Hoy se cumplen veinte años de esa jornada que cristalizó para siempre el choque irremediable de dos mundos, de dos pulsiones opuestas e irreconciliables: la Masacre de Avellaneda con sus contornos sombríos de planificación y ejecución, y el gesto militante que retrató su universo opuesto, el último acto solidario que ejerció Darío en su cortísima vida, que fue precisamente auxiliar a un compañero en las entrañas de esa cacería criminal e impune.

Entre el vértigo y el misterio, han pasado veinte años que son profundamente nuestrxs, que llevamos adheridos con sus relatos pletóricos de altruismos pero también de miserias, de pequeñas heroicidades y trapisondas que acechan como las balas en los barrios. Es la historia viva de una generación militante, que es íntimamente la nuestra, y la traducción que cada quien elabora de ese pasado casi presente para un futuro distinto.

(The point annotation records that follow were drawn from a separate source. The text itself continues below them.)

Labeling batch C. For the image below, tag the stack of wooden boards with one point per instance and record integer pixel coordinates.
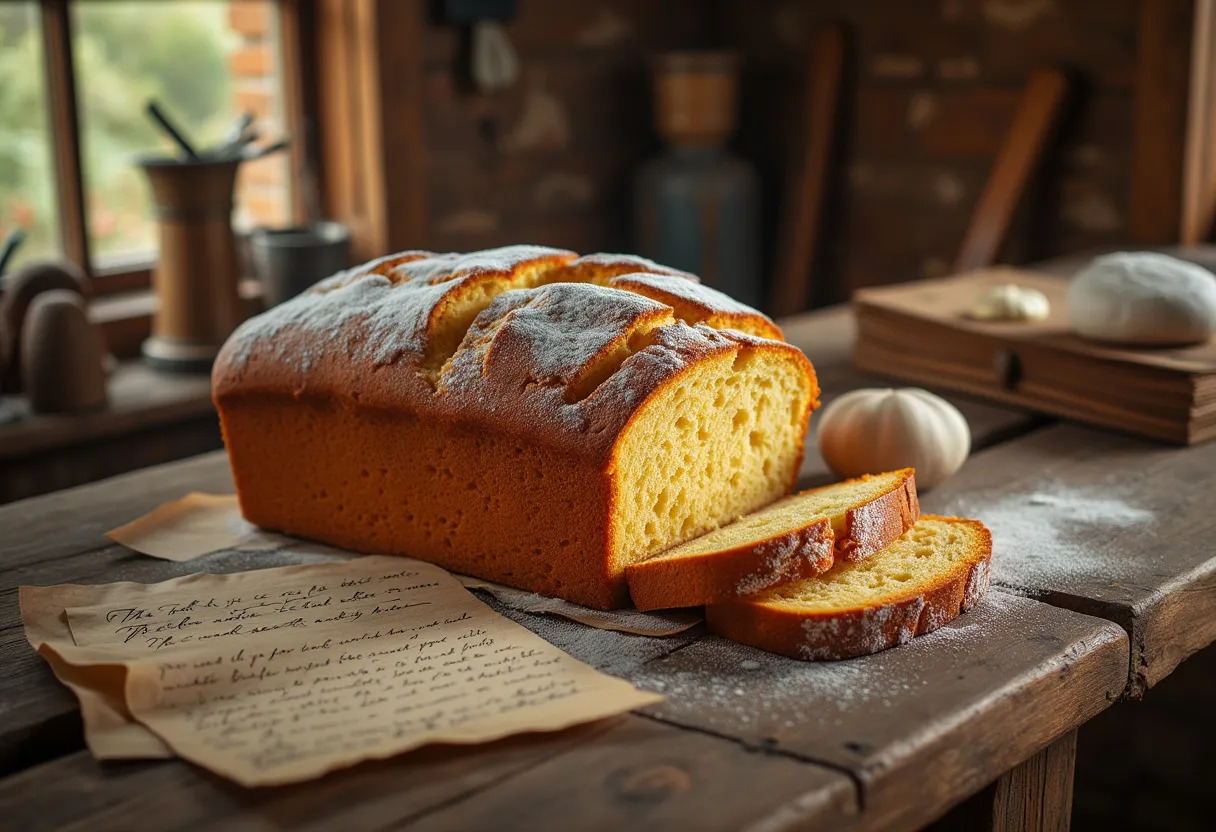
(834, 572)
(921, 332)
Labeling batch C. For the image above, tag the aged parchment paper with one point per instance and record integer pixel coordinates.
(203, 523)
(279, 675)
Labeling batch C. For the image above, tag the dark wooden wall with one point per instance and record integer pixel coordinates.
(549, 161)
(933, 85)
(932, 88)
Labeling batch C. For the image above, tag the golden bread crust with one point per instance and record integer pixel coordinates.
(699, 304)
(859, 630)
(726, 574)
(432, 361)
(877, 523)
(662, 583)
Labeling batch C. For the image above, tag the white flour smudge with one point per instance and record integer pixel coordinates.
(1059, 534)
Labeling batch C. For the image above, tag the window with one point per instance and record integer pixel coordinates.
(74, 79)
(27, 167)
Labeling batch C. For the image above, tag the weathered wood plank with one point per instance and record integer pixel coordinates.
(625, 771)
(919, 726)
(827, 336)
(1104, 524)
(1035, 796)
(76, 520)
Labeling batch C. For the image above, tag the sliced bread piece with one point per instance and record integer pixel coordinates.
(794, 538)
(938, 569)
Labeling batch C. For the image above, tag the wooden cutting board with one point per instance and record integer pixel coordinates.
(921, 332)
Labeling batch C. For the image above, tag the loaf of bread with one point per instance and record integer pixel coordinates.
(934, 572)
(522, 415)
(799, 537)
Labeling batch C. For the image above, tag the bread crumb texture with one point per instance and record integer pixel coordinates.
(791, 539)
(522, 414)
(924, 579)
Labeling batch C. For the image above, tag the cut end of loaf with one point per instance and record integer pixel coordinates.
(791, 539)
(720, 440)
(923, 580)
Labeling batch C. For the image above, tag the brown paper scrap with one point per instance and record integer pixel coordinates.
(280, 675)
(195, 526)
(621, 620)
(110, 730)
(204, 523)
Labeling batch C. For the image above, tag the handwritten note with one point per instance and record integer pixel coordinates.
(279, 675)
(212, 523)
(193, 526)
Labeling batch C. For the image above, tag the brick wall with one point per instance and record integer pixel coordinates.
(263, 190)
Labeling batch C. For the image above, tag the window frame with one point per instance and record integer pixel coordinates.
(62, 105)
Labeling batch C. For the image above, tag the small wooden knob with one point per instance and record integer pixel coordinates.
(62, 355)
(654, 783)
(20, 290)
(1007, 367)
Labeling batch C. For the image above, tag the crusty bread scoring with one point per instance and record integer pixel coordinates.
(507, 415)
(791, 539)
(923, 580)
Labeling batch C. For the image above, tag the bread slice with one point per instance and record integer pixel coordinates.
(938, 569)
(794, 538)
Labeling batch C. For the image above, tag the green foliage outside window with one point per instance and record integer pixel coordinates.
(125, 52)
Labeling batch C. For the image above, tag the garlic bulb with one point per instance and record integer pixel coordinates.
(871, 431)
(1143, 298)
(1011, 302)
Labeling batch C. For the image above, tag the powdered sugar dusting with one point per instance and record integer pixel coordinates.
(725, 685)
(872, 630)
(780, 558)
(1057, 534)
(698, 294)
(390, 299)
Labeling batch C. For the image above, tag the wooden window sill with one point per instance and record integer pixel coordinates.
(140, 398)
(125, 318)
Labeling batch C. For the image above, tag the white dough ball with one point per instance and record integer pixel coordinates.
(1011, 302)
(1143, 298)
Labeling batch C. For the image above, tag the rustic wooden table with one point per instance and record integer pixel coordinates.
(1103, 582)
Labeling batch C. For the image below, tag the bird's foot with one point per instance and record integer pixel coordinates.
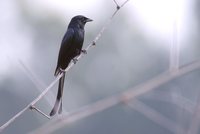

Veinte años después, la pureza y humanidad que se consagran en ese símbolo continúan marcando un rumbo ineludible en este páramo de colapsos y precariedad. Y quizás por eso necesitamos como nunca antes aferrarnos al sentido profundo de esta fecha y sus símbolos, atesorarlos como las coordenadas precisas desde donde ejercer el legítimo derecho a rememorar lo mejor de nosotrxs mismxs, pero desde donde también podremos extraer las mejores claves para revisar la cultura política de nuestros movimientos y experiencias populares. Porque si necesitamos hacerlo, deliberadamente debemos hacerlo desde ahí, y no bajo el influjo o empujados por esos otros actos, que no son más que escenificaciones donde discurren y se sobreinterpretan las más miserables disputas palaciegas e internas del poder, donde el cuadradito del organigrama prevalece sobre el proyecto y la esperanza, donde hay quienes creen que todas sus batallas son la última batalla, y se arrogan la licencia de confundir su encono más reciente con la historia siempre imperfecta de organización de lxs excluidxs de nuestra Patria.

Para todas esas enormidades Darío nos ayudará. Porque como alguien escribió alguna vez: “Yo sé que Dario no se irá, resplandecerá en la rebeldía obstinada que siempre reverdece entretejida en la tela de los subsuelos y los invisibles preludios. Dario será sustento y vino que enturbiará los rituales de los que confunden sus caprichos con los derechos sociales, de los que creen que el saqueo es una fuente estable de recursos. Dario nos ayudará a sostener la ira para que las lágrimas se nos hagan escorpión o látigo, para pegar justo en el centro de la magia a la hora de la rebelión, para que la piedra se haga palabra y las canciones se hagan suburbio, para que la conciencia se encuentre con la dicha y viceversa”.